May 23rd, 2016 at 6:56 pm
hi there! i work for a data science unit for the singapore government, so have a little experience in working with decision-makers.
it does seem that decision-makers are usually neither interested in nor have the patience to understand the tools that academics develop. Rather, they often want to know (i) do you understand the problem I face, and (ii) what benefits can your solution bring (e.g. $X in savings, X man-hours saved). Only then are they ready to listen to the details (just the broad overview, not the gory technical stuff).

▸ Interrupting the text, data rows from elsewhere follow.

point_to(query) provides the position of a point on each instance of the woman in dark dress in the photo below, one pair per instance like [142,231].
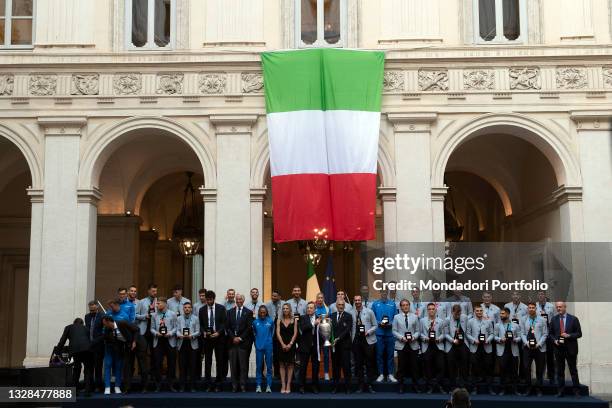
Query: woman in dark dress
[286,333]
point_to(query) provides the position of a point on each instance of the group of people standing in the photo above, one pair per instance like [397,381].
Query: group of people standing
[439,344]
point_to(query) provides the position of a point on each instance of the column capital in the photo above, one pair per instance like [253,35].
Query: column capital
[387,193]
[89,195]
[438,193]
[258,194]
[62,125]
[412,122]
[233,123]
[592,120]
[36,194]
[564,194]
[209,195]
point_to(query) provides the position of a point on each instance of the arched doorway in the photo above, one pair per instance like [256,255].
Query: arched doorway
[15,216]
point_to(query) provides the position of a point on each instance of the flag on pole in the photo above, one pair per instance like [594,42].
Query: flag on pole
[323,111]
[329,287]
[312,283]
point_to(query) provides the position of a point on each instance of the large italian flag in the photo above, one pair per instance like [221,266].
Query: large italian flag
[323,109]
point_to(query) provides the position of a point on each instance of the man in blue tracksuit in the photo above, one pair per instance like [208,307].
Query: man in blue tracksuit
[384,309]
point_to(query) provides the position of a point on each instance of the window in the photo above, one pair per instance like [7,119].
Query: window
[16,21]
[150,24]
[320,23]
[498,21]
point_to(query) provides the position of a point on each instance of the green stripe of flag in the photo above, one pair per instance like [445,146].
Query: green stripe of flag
[323,79]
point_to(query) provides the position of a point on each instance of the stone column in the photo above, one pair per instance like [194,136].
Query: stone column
[60,275]
[233,259]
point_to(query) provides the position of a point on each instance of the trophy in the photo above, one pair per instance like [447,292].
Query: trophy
[325,330]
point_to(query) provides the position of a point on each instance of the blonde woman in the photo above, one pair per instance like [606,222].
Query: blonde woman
[286,333]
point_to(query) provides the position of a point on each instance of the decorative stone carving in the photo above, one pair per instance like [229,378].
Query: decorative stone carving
[6,84]
[170,84]
[524,78]
[571,78]
[127,84]
[43,85]
[252,82]
[607,71]
[433,80]
[393,81]
[212,83]
[85,84]
[481,79]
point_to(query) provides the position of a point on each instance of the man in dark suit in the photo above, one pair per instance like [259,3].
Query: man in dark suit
[78,347]
[308,347]
[93,322]
[564,333]
[342,326]
[212,325]
[239,331]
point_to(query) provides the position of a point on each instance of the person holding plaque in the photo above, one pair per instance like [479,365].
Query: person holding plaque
[364,345]
[342,326]
[458,353]
[286,333]
[480,338]
[309,342]
[213,317]
[163,329]
[564,332]
[508,338]
[534,332]
[407,333]
[433,347]
[188,332]
[384,310]
[239,333]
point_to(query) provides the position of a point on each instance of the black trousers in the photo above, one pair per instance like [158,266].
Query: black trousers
[407,365]
[83,359]
[313,357]
[341,360]
[188,364]
[239,365]
[458,358]
[364,354]
[561,356]
[529,356]
[433,365]
[217,347]
[164,350]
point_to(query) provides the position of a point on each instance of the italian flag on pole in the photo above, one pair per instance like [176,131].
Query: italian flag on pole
[323,110]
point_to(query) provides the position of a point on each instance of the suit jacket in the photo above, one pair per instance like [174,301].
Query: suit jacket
[194,331]
[500,333]
[307,340]
[242,328]
[451,328]
[439,327]
[400,328]
[171,323]
[540,332]
[78,337]
[220,318]
[342,329]
[368,319]
[475,328]
[572,327]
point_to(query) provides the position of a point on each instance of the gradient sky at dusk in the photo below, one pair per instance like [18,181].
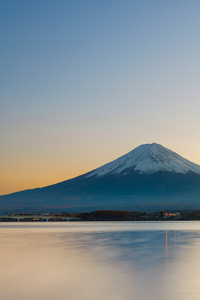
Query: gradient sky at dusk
[84,82]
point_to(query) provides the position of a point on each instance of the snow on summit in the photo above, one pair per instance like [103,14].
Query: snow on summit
[148,159]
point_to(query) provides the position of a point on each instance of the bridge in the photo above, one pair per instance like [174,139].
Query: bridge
[37,217]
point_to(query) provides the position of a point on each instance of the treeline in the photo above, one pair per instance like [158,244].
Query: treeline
[112,215]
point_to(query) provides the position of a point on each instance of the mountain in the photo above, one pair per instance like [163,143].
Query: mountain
[147,178]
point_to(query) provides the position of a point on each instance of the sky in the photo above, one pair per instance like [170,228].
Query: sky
[84,82]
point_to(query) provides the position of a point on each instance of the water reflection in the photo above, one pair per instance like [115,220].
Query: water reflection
[112,261]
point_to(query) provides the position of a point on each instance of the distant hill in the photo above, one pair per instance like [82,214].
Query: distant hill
[147,178]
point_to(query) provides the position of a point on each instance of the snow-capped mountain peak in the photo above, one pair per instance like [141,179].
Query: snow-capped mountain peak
[148,159]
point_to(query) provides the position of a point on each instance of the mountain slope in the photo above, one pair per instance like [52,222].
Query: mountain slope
[149,177]
[148,159]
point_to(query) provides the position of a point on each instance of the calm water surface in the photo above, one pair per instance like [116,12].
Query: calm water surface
[100,260]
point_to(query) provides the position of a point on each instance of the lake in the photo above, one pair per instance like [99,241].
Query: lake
[100,260]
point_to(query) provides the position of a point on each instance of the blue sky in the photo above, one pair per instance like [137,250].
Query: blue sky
[83,82]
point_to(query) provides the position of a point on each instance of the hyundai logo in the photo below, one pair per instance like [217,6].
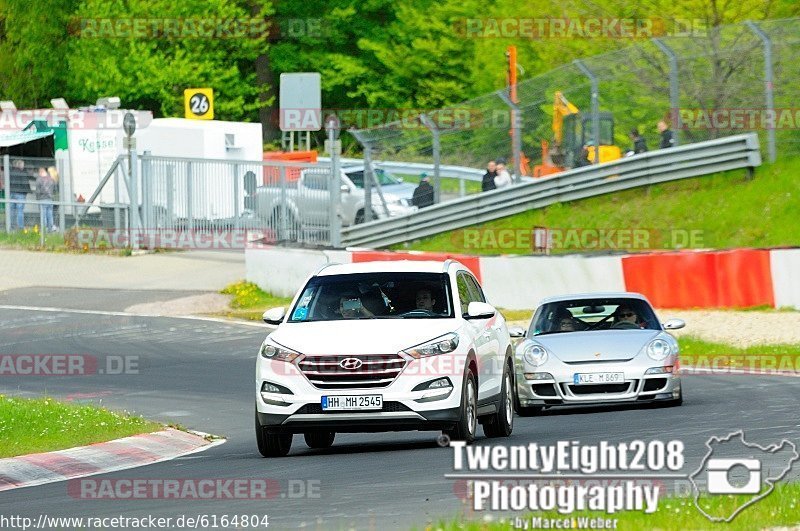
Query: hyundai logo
[351,364]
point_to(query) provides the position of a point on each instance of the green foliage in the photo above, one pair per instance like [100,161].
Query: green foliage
[153,72]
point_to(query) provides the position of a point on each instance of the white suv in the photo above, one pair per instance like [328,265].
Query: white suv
[384,346]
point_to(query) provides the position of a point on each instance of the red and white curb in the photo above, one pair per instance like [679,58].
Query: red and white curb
[100,458]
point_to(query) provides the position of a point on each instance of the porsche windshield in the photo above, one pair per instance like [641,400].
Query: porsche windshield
[374,296]
[594,314]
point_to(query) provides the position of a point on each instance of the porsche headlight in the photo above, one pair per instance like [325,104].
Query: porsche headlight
[272,351]
[659,349]
[534,354]
[440,345]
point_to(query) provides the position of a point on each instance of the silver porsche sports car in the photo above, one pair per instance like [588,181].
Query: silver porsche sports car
[596,348]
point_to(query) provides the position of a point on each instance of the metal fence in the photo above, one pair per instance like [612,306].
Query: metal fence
[719,82]
[690,160]
[23,209]
[276,201]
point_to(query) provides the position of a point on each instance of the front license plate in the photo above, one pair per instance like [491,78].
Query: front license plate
[352,403]
[598,377]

on the other hand, results alone may not be sufficient to convince a decision-maker to implement. decision-makers can be very uncomfortable with “black boxes”: why does the model work and why should i trust it? to get around this, it helps to:
– show that your model is consistent with obvious cases
– show how your model delivers surprising insight in some cases that are not as clear-cut, with some sort of explanation that makes it plausible (“why didn’t i think of this before?”)
May 24th, 2016 at 1:45 am
The late Gene Woolsey either originated or popularised the maxim: “A manager would rather live with a problem he cannot solve than accept a solution he cannot understand.”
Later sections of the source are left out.